I’m not writing another word – straight to the recipe!



Roasted Pumpkin, Chili and Coriander Soup

1½ kg (3½ lb) pumpkin, peeled and cut into even sized pieces

3 large onions peeled and quartered or sixthed (I know there’s no such word, but in my world it means cutting it into six segments – this should be a word, if quartered is one…)

2-3 tablespoons olive oil

4 cloves garlic crushed

2 teaspoons of minced fresh ginger

1 green chili de-seeded and finely chopped

400 ml (13 fl oz) coconut milk (one can)

6 cups chicken or vegetable stock

2 teaspoons fish sauce (½ teaspoon salt, only if you can’t find fish sauce)

1 teaspoon brown sugar

1 tablespoon fresh chopped coriander leaves

How to do it

1. Pre-heat the oven to 180°C (350°F).

2. Line a roasting pan with baking paper and drizzle with olive oil just to cover. Place the pumpkin and onions on the tray and season with salt and black pepper. Roast in the oven for 35-45 minutes, turning over the pumpkin once in the middle, until the pumpkin is cooked through.

3. Meanwhile, in a large pot, add the olive oil and saute the chili for a minute over medium heat. Then add the ginger and garlic and saute for another minute or two, making sure not to burn the garlic. Add the coconut milk and stock. Mix, turn off the heat, cover the pot and remove from the hot plate. Leave the pot for a few minutes so the flavors can infuse with the stock and coconut milk.

4. Remove the vegetables from the oven (removing the very top layer of each onion piece as they are usually papery) and transfer into the stock pot, pouring any juices into the pot that have accumulated in the pan. Add the sugar and fish sauce and mix. Bring to the boil, cover and reduce the heat, allowing the soup to simmer for 10 minutes on low heat.

5. Add the coriander and allow the soup to cool down for a few minutes. Then liquidize the soup till smooth.

Serves 6-8


7 thoughts on “The Most Outrageously Delicious Soup

  1. Mmmm, Margo, this sounds yummy and right up our alley, being East Asian!
    Went shopping this morning before seeing this entry, and just happen to have bought/own everything except for the chili pepper: drats!

    Will happily make this soup just as soon as the chili pepper is purchased (can it be replaced with dried red Asian peppers? I have a container full of those!) Please let me know and I will run down to my kitchen now!

    Sounds so perfect for these cold winter days!
    Thanks for sharing! X0

    • I’ve never cooked with dried Asian peppers so I can’t give you an answer. I imagine they can’t be bad. Just make sure you don’t overpower the soup with too much heat. With the green chilies we have in Israel, you get that mild chili flavor with a little bit of heat but it doesn’t dominate the dish.
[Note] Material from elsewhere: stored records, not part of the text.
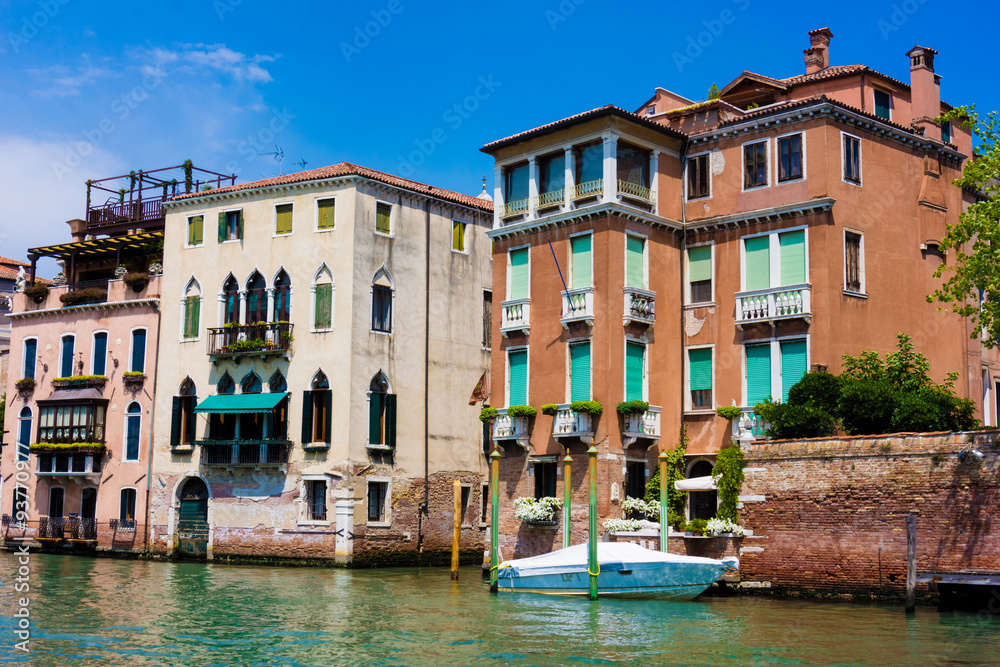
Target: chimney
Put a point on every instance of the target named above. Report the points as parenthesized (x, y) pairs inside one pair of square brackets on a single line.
[(818, 54), (925, 91)]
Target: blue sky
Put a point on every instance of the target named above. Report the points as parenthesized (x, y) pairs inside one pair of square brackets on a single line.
[(88, 94)]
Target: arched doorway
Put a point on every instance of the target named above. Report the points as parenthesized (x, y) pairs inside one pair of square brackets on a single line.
[(192, 519)]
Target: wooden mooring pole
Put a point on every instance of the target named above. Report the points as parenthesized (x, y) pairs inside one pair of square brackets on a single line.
[(911, 564)]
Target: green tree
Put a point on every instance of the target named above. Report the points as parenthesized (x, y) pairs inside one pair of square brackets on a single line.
[(972, 285)]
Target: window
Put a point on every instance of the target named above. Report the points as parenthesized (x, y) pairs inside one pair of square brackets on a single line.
[(98, 362), (66, 356), (230, 226), (883, 104), (700, 274), (699, 183), (579, 371), (133, 423), (126, 510), (71, 422), (852, 159), (635, 371), (196, 230), (700, 378), (790, 158), (378, 495), (383, 218), (30, 356), (545, 479), (580, 261), (316, 499), (755, 165), (519, 274), (853, 263), (487, 318), (283, 219), (325, 214), (517, 377), (458, 235), (635, 262), (138, 364)]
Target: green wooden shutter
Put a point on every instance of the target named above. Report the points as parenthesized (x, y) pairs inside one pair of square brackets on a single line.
[(306, 417), (793, 365), (758, 263), (633, 262), (518, 274), (518, 377), (793, 257), (390, 420), (634, 362), (580, 248), (579, 379), (758, 373), (700, 368)]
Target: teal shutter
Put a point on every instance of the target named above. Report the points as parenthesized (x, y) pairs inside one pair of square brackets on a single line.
[(758, 263), (580, 247), (758, 373), (518, 377), (700, 368), (634, 357), (793, 365), (633, 262), (793, 257), (579, 373), (518, 274)]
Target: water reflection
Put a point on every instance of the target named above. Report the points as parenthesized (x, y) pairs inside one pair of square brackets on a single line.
[(111, 612)]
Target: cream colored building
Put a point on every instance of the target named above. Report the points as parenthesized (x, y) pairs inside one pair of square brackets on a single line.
[(321, 335)]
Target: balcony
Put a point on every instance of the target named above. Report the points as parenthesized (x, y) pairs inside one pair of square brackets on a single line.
[(514, 316), (640, 306), (244, 453), (641, 425), (578, 306), (241, 340), (506, 427), (777, 303)]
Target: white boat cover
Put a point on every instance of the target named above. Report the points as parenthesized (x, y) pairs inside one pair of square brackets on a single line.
[(575, 557), (696, 484)]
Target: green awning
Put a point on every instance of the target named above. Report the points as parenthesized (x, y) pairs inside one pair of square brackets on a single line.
[(241, 403)]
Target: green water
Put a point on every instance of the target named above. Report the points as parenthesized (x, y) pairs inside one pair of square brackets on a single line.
[(111, 612)]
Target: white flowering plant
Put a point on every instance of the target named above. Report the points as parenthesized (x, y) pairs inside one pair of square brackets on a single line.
[(718, 526), (530, 509)]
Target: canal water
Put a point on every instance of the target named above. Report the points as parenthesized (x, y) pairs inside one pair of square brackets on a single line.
[(113, 612)]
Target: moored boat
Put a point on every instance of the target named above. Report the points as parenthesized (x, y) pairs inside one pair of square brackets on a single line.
[(624, 569)]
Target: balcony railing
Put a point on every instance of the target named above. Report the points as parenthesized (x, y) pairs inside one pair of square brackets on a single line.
[(588, 189), (640, 306), (244, 452), (578, 305), (777, 303), (571, 424), (247, 339), (514, 316)]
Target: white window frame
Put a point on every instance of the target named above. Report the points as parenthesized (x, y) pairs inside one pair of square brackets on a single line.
[(743, 164), (861, 263), (688, 406), (316, 228), (843, 160), (274, 218), (777, 151)]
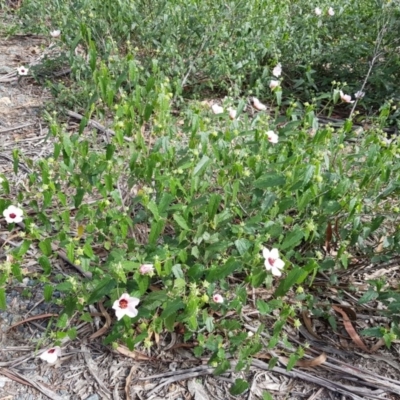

  2. Is this a Sharon Glass recipe? I have her cookbook and have used it a bunch – this is one of my favorite soups – I’ve even converted a few non-pumpkin soup eaters by asking them to try – It is a far cry from the bisque-like creamy versions that turn many people off – The flavors get better with time (freezing and reheating) – I make huge batches and give it to my co-teachers – My friend, Sharon, loves adding shrimp to it – I have not tried it with fake shrimp but one never knows, does one?!?